Delay in voice assistant output

davideberle · September 28, 2025, 12:04pm

For my Voice PE I set it up using whisper-fast, OpenAI gpt-4o-mini, ElevenLabs.

It’s quite slow.

The logs show me, as an example for asking about a red wine pairing:
asked about a red wine pairing:

SST: 2.83s
NLP: 4.52s
TTS: 0.01s

However, I also measured with a stop watch from the time the voice regonition LED stopped until the voice actually started playing: 14.4s

Where does this 2X gap come from? What can I do to improve those 7s that don’t show up in the log?

Thanks!

NathanCu · September 28, 2025, 12:14pm

You don’t say where you load those. But making some educated guesses…

While I don’t know where you’re running whisper… That 2 second sst time tells me it’s probably Cpu local. For that hw acceleration can pull it subsecond.

Oai… Cloud. Eleven labs, cloud. I’m not sure if the way you put them together support streaming. For this one… Go local you have 2 round trips t the cloud. And if you have to pick one… While elevenlabs voices sound great. It slows my voice pipe to a crawl.

Probably a combination of model thinking, cloud lag + not streaming the responses but you’ll have ton experiment to figure it out.

Go to settings > voice assistant > pick your assistant and hit the three dot menu to the right and pick debug to get details for every step.

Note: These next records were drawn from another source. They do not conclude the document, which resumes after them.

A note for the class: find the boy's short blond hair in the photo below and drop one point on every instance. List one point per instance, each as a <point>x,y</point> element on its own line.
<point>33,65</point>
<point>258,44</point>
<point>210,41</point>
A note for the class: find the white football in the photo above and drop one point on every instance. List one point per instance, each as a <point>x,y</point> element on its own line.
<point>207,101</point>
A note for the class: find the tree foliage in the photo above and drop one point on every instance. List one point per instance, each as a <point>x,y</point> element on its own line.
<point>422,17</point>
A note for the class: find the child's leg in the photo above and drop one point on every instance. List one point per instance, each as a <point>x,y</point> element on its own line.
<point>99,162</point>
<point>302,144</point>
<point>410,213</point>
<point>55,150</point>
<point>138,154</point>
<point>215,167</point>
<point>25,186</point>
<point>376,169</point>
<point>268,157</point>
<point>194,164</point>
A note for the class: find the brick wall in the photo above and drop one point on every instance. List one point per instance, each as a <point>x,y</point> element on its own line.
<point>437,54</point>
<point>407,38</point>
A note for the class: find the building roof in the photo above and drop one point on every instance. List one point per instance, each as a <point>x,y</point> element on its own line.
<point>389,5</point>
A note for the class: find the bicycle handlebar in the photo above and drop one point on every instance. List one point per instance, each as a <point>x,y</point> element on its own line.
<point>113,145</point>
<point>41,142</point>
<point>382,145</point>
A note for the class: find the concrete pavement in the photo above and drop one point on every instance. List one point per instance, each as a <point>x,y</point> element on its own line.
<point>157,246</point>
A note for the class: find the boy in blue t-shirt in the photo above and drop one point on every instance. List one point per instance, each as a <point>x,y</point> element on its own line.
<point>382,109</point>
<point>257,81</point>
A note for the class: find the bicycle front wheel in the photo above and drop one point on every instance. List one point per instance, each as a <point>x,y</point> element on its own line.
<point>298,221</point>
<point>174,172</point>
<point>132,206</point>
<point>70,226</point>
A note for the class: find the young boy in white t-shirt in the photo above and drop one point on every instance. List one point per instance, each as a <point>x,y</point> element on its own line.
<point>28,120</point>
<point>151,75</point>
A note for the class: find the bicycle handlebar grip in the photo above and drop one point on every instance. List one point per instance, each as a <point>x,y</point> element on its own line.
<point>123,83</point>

davideberle · September 28, 2025, 12:52pm

Hi Nathan, yes that makes sense, but I need the quality, otherwise it’s useless and I can rather pull out my iPhone and open ChatGPT. My question is: why do the logs show one number for the seconds, and using my stopwatch is 2X longer than what the logs show? Because this way it’s hard to debug, as I’m losing 7s somewhere invisible in the logs. Thx, David

NathanCu · September 28, 2025, 12:59pm

That’s cloud lag…

There are other options than eleven labs.

You’re round tripping the conversation TWICE

That responsiveness costs money. To eliminate lag.

local
beefy npu/GPU on the gear doing the work.

Theres no way around it.

Also when I run Friday with a cloud agent Ive never had less than a 5 second turn around. (using oai speech models that I know stream) to break that I’ll need 100% local.

davideberle · September 28, 2025, 1:15pm

Makes sense! I thought that that lag would appear in the logs. GPT told me that there’s a reported lag of the Voice PE where it waits to start playing the TTS, but I guess that’s not it.

I have the HA Green, so that’s all I’ve got in terms of hardware. I’ll play around with it though, thanks

NathanCu · September 28, 2025, 1:29pm

And you verified that from what third party?

Read Friday’s party if you’re interested what it takes for local inference and what you can do.

With a green and no acceleration - you can expect to be successful with speech to phrase for home control - not for casual conversation.

mchk · September 28, 2025, 1:51pm

The ElevenLabs component does not support streaming. The async_stream_tts_audio method must be implemented.